This study introduces the first novel multi-level classification framework specifically designed to address AI workload heterogeneity through hierarchical machine learning. The framework employs an innovative three-tier architecture: rule-based foundational classification (Batch, AI, AI-long), unsupervised clustering for AI lifecycle phase identification (Training, Preprocessing, Inference, Tuning, Deployment), and supervised technology-specific categorization (Generative AI, Deep Learning, Traditional ML, Agentic AI, Non-AI). This hierarchical methodology represents the first systematic approach to capture AI workload complexity using advanced ensemble methods processing 47 engineered features across CPU, GPU, memory, disk, and RDMA utilization patterns.
Analysis of 23,871 production job instances from the Alibaba Cluster Trace (GPU v2025) dataset achieves 95.8% classification accuracy with XGBoost while maintaining robust crossvalidation performance (95.9% ± 0.59%). The framework reveals critical temporal and spatial patterns: 67% off-peak clustering for training operations, 78% business- hour correlation for inference workloads, and resource concentration where 20% of nodes handle 73% of highmemory AI operations.

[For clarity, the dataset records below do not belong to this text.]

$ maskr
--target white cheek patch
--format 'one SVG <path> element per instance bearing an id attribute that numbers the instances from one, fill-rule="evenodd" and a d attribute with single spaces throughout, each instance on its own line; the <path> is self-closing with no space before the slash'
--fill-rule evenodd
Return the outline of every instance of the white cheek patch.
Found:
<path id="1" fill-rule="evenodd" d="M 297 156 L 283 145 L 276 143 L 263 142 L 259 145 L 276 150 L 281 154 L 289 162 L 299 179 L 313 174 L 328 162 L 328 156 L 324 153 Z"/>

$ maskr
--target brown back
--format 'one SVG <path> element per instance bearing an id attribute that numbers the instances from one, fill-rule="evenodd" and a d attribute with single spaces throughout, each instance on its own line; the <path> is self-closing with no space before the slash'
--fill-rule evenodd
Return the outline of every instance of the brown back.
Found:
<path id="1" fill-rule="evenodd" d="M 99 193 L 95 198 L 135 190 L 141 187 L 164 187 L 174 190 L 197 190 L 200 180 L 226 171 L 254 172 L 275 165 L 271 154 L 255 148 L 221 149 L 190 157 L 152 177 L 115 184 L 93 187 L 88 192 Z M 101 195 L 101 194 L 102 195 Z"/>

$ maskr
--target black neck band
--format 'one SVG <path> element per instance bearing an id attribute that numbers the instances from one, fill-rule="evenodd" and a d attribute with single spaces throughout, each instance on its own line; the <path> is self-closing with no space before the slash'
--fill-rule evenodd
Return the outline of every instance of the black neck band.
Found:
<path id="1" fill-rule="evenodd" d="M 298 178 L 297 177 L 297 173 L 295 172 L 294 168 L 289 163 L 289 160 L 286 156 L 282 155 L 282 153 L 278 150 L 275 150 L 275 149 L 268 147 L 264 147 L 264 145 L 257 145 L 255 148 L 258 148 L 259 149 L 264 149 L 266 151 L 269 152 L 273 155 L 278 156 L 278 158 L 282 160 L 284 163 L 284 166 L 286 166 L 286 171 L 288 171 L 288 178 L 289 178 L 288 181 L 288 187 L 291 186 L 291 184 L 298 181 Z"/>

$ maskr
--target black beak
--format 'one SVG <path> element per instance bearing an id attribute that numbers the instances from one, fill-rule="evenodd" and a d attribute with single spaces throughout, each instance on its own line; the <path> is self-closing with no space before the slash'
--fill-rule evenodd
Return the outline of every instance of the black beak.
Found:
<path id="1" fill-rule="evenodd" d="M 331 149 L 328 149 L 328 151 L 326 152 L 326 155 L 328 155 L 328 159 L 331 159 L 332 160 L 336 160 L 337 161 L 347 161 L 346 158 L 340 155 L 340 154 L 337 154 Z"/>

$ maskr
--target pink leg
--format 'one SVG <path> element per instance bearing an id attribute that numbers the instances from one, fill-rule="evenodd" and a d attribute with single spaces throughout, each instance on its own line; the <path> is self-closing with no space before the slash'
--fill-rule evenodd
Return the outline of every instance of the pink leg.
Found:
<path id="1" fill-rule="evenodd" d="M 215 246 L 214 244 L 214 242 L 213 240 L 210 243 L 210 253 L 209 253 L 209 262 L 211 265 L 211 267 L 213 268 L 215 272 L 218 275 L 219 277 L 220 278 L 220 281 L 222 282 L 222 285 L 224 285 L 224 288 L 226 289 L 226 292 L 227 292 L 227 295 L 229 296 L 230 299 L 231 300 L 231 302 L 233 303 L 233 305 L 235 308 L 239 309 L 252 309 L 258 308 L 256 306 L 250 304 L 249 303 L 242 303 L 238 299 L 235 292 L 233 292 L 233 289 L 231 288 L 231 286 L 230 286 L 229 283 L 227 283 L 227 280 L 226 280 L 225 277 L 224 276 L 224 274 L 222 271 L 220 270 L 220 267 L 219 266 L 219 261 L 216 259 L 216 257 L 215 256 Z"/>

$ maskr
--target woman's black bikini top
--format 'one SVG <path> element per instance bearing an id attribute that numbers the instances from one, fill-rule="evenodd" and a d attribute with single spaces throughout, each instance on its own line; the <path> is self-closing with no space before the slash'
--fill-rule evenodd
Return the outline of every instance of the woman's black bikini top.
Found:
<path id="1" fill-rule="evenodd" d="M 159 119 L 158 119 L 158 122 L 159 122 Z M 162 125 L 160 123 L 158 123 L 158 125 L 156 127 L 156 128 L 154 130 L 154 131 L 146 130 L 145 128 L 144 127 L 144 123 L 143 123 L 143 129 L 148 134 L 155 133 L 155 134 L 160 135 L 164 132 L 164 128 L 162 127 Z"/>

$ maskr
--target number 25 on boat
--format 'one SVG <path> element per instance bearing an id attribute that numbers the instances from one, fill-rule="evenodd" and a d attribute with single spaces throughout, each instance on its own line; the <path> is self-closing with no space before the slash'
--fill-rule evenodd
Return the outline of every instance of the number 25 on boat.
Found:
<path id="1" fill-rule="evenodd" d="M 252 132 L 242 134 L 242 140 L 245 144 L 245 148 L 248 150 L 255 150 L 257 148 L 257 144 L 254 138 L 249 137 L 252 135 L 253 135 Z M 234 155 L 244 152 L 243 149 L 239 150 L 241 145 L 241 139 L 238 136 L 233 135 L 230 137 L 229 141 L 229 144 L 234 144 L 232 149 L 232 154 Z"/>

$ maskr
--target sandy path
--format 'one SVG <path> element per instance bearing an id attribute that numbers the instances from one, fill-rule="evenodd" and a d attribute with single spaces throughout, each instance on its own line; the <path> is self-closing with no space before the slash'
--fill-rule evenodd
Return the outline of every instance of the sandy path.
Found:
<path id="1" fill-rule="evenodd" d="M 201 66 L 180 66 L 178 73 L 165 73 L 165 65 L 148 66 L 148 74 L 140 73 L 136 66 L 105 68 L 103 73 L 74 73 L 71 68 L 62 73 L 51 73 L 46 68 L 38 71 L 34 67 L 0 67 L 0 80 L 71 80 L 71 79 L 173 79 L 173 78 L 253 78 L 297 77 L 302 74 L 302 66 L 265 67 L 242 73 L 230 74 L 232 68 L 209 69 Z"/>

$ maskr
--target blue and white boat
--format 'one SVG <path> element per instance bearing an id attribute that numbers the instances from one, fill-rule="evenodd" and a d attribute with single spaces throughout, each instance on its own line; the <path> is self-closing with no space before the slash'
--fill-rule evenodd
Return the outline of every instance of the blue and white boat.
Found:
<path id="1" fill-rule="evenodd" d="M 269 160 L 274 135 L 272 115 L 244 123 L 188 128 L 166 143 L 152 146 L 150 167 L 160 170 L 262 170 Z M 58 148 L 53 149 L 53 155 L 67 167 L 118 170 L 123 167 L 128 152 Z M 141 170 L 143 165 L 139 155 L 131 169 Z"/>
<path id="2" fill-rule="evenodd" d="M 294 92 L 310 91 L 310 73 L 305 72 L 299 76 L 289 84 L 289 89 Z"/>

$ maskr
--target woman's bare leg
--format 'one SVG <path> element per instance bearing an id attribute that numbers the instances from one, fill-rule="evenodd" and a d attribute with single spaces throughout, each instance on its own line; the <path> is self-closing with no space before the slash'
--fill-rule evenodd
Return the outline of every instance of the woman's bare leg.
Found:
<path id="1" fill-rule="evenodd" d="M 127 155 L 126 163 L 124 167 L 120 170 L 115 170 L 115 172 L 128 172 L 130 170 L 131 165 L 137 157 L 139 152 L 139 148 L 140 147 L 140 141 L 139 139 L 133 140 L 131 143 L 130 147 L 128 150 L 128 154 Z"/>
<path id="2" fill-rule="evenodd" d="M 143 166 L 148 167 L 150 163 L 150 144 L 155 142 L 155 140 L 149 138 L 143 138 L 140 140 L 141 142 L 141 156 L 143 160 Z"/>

Implementation delivers transformative operational improvements: 18% increase in resource utilization efficiency, 42% reduction in application latency, 12% decrease in energy consumption, and 57% reduction in SLA violations. The framework enables 28% improvement in capacity planning accuracy and reduces manual intervention requirements by 85% through automated workload identification.
These quantified benefits represent the first systematic solution to AI infrastructure optimization challenges, translating capital investments into measurable operational value for cloud service providers and enterprise IDC operators.